Friday, 6 July 2012

If you can't stand the heat.. get out.

Had a nice sunny day today. I got home after a short but very hot drive listening to a little Social Distortion and decided to see how the bees were doing with the heat. Must've been pretty hot in the nuc as the front was covered in bees.

Getting some air, and shade on the front of the nuc
The main hives have their mesh floors open so they get plenty of ventilation, they also have the extra insulation of the roof gardens. The nuc however has the correx board under the mesh floor all the time unless I temporarily remove it to check for dropped vorroa. The idea is a nuc maintains a small population of bees whilst in a hive I'm trying to build up numbers as fast as possible so they can gather more honey therefore they have different ventilation requirements. In the picture below you can see the landing board of Hive1 in the background only has 2 bees on it whilst the nuc's front and landing board are pretty covered.


Bees from the nuc hanging
Sometimes huge numbers of bees decide to loiter outside the hive so much so that there isn't room for them all and they end up hanging from each other, this is called 'bearding.' I don't think this lot qualify as bearding just yet tho.

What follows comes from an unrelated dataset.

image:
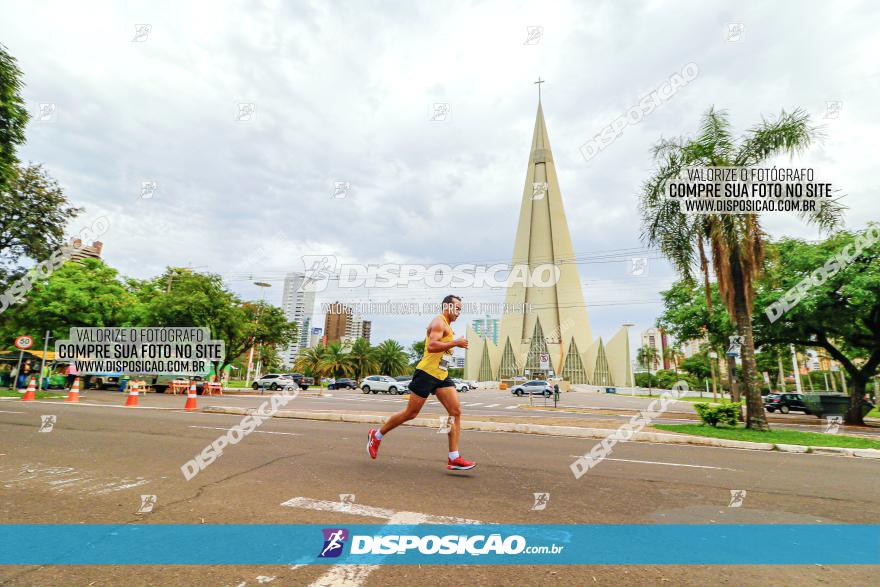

The nuc also has no current roof insulation and a covering of some grey flashband roofing tape which when was very warm to touch. Whilst there was a crownboard below it and ventillation grills on the sides of the roof it would obviouly still be very warm in the hive. Luckily I'm a fairly smart cookie and when I built the nuc I also made an insulating crownboard. It's got 52.25mm of spaceboard sandwiched between two thin layers of plywood. That spaceboard gives the equivalent of a 27cm thick layer of glass wool -according to the manufacturer anyway, so I'm sure it'll do a pretty good job of keeping out the heat of the sun. I didn't want to lose the little ventilation the nuc has though and having just one small entrance and the mesh floor usually closed this is a concern. To aid ventillation I left the existing crownboard with it's small feeding hole in place and put two small laths on it to hold the insulating layer off it by a few millimeters which should allow so air to exit via the feed hole. If the bees don't like it they'll just close it up. With the insulation in place I then popped the roof back in place on top of it.

Insulation from the summer sun

I'm possibly not all that smart a cookie as I didn't think of including a removeable centre portion to the insulation so I could add winter fondant, if I decide to overwinter these bees I'll probably need to make another version.

Thinking of cooling things The bees have finally started using one of the wildlife ponds as a water source instead of the grotty birdbath. The pond nearest the hives has an artificial (plastic) log floating in it. It's actually for terrapin tanks so the little creatures can climb out of the water, I added it as I figured young frogs and froglets could sit on it. The bees are now using this as their landing site.

Drink your fill! Tastes like pond water tho.